Avis : Sister de Senno Knife

Initialement publié sur Cinemasie le 2 mars 2003 avec la note fraternelle de 3/5

Plus inquiétant que vraiment effrayant

Profitant de la voie ouverte par Junji Ito avec Spirale, deux œuvres de Senno Knife sont éditées en même temps : Sister et La fin de l’Eden. Le manga d’horreur étant encore bien rare sur le marché français, il ne peut qu’attirer l’œil de l’amateur du genre.

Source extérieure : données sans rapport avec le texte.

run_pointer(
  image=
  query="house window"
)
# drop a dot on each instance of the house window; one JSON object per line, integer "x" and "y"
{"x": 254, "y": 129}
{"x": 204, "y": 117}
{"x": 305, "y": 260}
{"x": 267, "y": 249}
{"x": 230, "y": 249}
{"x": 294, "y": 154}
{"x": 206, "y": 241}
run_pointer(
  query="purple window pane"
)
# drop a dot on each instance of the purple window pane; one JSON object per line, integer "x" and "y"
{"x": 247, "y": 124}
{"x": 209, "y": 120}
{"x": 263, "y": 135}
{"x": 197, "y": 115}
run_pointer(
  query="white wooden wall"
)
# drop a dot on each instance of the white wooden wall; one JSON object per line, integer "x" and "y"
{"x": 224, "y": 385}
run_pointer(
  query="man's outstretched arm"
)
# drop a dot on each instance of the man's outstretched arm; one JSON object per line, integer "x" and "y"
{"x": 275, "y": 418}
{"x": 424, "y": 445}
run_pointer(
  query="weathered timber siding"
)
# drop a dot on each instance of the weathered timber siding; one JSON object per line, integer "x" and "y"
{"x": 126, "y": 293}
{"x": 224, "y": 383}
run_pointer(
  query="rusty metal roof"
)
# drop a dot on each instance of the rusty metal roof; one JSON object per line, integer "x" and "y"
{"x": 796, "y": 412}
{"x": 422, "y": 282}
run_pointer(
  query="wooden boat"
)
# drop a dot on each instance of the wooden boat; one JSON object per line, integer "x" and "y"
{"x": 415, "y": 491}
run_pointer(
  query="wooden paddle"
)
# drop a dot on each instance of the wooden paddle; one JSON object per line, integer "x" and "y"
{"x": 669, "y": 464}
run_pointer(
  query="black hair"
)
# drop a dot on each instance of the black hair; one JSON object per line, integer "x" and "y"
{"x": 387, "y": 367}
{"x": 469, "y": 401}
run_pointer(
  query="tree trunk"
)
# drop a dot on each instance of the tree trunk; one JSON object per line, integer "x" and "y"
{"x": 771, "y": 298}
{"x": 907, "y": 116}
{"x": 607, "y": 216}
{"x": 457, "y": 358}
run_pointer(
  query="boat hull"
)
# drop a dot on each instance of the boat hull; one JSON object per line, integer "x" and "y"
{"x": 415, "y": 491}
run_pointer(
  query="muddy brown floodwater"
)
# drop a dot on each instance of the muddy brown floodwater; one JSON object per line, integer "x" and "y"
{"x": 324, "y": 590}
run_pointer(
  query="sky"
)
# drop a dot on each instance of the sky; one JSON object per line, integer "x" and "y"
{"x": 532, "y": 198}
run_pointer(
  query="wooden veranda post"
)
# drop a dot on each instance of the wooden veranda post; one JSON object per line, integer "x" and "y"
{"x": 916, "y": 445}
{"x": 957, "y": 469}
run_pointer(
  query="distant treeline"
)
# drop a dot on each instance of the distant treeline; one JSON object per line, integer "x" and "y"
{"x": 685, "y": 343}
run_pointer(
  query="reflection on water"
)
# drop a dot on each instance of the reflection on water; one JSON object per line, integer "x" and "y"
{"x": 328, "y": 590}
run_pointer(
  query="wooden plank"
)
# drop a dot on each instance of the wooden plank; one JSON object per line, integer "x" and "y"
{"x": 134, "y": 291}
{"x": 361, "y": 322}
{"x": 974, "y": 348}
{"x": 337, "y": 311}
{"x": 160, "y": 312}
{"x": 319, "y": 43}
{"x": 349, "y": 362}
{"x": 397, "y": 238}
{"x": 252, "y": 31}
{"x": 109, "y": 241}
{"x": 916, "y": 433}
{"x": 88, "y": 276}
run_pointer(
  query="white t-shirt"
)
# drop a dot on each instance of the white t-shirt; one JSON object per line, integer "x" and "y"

Sister est un one shot contenant 5 nouvelles assez surprenantes dans l’ensemble et surtout toutes très courtes. Ceci implique que l’auteur doit être suffisamment concis mais efficace pour arriver à créer en quelques pages d’introduction une ambiance qui plongera le lecteur directement dans l’histoire. Senno Knife y arrive très bien. Son dessin y est pour beaucoup aussi. Très fin et soigné. Très sombre aussi. Le découpage des planches et les plans serrés sur les visages augmentent la sensation de tension et ce besoin de prendre ses jambes à son cou dégagé par certaines scènes, en particulier celles où ça devient gore. Les jeunes héroïnes (car il s’agit toujours d’héroïnes) ont l’air de poupées fragiles avec de grands yeux et une frange très longue pour visiblement attirer encore plus l’attention du lecteur sur leur regard. Cependant un reproche pourrait être fait à ces jolies jeunes filles : elles ont quasiment toutes les mêmes yeux assez inexpressifs si on ne regarde qu’eux et à part quelques changements de coiffure occasionnels, elles se ressemblent toutes beaucoup trop. Est-ce par manque d’expérience, d’imagination ou est-ce volontaire de la part de l’auteur ? En tout cas c’est assez troublant.

Du coté des scénarios, on a à faire à un habile mélange d’éléments très classiques (vengeance, amours incestueuses, pacte avec personne mal intentionnée) et d’éléments inattendus qui créent véritablement la surprise à la fin de l’histoire. D’ailleurs il est difficile de prédire quel sera le dénouement puisque certaines fins peuvent faire sourire, d’autres sont tout simplement inquiétantes. Et même si ça n’est jamais vraiment transcendant, ça reste très plaisant à découvrir pour la noirceur des idées que l’auteur couche sur le papier. Ça saigne, ça tranche, ça mute, ça rampe, les yeux se révulsent et les innocentes héroïnes sont malmenées. Que demander de plus ?

Quelques remarques au sujet de l’édition Végétal Manga/Soleil, il est dommage de trouver quelques bulles où il manque des mots et un sommaire où il y a 3 chapitres 3! Pour le reste, le papier est de très bonne qualité et la jaquette très réussie.